No matter what random sounds show up each night, I can always depend on my daily, musical wake up call sometime between 4:30 and 5AM from the local mosque. The call to prayer starts each day with a reminder of the sacredness of the upcoming day. The call goes out to everyone, regardless of their religious affiliation. Sacredness, like God, is celebrated in many ways here in Ghana, but you rarely hear anyone speak as if they “own” God. Islam arrived here in the 9th century with missionaries from the Mediterranean Sea that crossed the Sahara. Christianity arrived in the mid 15th century with Portuguese sailors. Both of these religions found traditional faith systems that were largely monotheistic. While there were minor gods of various kinds, they all answered to “Nyame,” the creator. Don’t get me wrong, there are plenty of criticisms between varying interpretations of Christianity, Islam and traditional faiths. Just that here, no matter what faith you hail from, God seems to be available to all, 24 hours a day because God never sleeps.

Though I usually remain in bed a little longer, the daily Muslim call to prayer is a gentle reminder of home. The monks of the Abby of the Genesee rise in the night to pray for a new day. This monastery is situated a couple country blocks away from my home. Though I never chose the monastic life, I have always admired those men and women in monasteries around the world that start and end their days in singing. As a musician, punctuating the hours of each day with song always made a lot of sense to me. Monastic vows require you to stop whatever you are doing to go sing the divine office several times each day. Even though I make much of my living as a musician and composer, there are all too many days that pass without any music making. Phone calls, emails, bills, meetings and contracts grab a hold of my day, and before I know it, I am exhausted and ready to sleep, never having added some beautiful sound to that day’s concerto.

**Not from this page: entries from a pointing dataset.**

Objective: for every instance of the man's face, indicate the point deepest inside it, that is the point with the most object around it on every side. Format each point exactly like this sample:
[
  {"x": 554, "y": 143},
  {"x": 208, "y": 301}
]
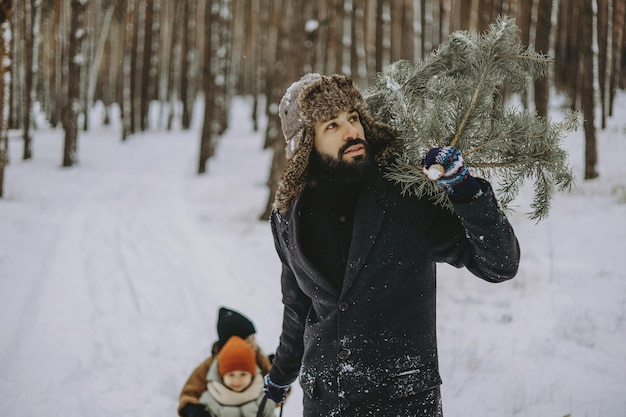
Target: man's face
[{"x": 341, "y": 138}]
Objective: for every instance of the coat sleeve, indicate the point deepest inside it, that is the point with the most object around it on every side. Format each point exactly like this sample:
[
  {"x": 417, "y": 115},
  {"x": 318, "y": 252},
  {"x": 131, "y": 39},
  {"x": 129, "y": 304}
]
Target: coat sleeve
[
  {"x": 478, "y": 236},
  {"x": 296, "y": 305},
  {"x": 195, "y": 385}
]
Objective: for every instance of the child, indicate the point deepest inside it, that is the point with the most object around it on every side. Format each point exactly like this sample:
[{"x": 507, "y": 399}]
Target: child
[
  {"x": 229, "y": 323},
  {"x": 235, "y": 384}
]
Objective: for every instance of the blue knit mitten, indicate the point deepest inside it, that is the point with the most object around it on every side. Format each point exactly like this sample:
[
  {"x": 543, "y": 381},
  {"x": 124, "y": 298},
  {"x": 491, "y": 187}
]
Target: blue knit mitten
[{"x": 446, "y": 166}]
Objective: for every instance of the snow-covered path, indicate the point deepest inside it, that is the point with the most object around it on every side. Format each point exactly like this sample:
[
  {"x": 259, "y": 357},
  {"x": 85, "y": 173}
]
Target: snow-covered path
[{"x": 111, "y": 274}]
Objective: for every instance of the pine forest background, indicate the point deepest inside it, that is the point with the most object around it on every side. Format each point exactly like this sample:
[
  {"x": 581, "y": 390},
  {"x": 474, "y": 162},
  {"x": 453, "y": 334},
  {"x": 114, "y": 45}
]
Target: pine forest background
[{"x": 60, "y": 57}]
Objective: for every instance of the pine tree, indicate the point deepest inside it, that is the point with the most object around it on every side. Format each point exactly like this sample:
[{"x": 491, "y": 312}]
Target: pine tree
[{"x": 452, "y": 97}]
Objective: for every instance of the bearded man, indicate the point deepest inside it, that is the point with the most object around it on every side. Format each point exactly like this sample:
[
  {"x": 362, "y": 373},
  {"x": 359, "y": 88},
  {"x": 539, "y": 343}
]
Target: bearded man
[{"x": 359, "y": 258}]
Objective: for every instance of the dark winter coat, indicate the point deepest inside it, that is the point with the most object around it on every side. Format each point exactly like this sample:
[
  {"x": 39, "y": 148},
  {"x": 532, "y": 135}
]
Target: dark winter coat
[{"x": 370, "y": 349}]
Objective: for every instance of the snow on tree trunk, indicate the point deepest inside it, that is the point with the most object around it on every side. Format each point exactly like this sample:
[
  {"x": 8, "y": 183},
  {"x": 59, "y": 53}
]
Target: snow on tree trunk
[
  {"x": 5, "y": 85},
  {"x": 73, "y": 107}
]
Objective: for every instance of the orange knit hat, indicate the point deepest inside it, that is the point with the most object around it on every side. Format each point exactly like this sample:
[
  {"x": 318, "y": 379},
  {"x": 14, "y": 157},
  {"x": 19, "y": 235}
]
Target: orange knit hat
[{"x": 236, "y": 355}]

The heat totally beat me up a couple days ago. I needed a late afternoon nap. In the midst of sleep, my dream was filled with the sound of a lawn mower. Some part of my subconscious thought that dreaming about lawn mowers was pretty strange, so I started to crawl my way out of the deep sleep. Eventually, upon shaking the slumber from my eyes, I realized that the mower was not in my dream-it was right outside my guesthouse window. I had never before heard that all too familiar sound of the gas-powered push mower in this country. Men and women with exceptionally long machetes cut most of the lawns here. They bend over and swing a 3 foot knife with just the right motion that bends the flexible blade and makes a clean, even shave of grass. The Industrial Revolution in the US was based on the assumption that human labor can and should be replaced by machines. The Digital Revolution has made the next logical step in replacing people with computers. Here in Ghana, human labor tends to trump machines because of the fragile power grid and the need to import most technologies. Machete mowing requires much more human power than the gas-powered mower but it often proves to be cheaper and more efficient. Furthermore, the soft whoosh of the machete allows me and everyone else to hear the birds, the insects, and the occasional musical celebration about a mile away. The gas mower drowns out all of these beautiful sounds.

I’ll see how tonight goes. Hopefully, I will get some sleep in this country that never sleeps. Maybe God might even take the night off too.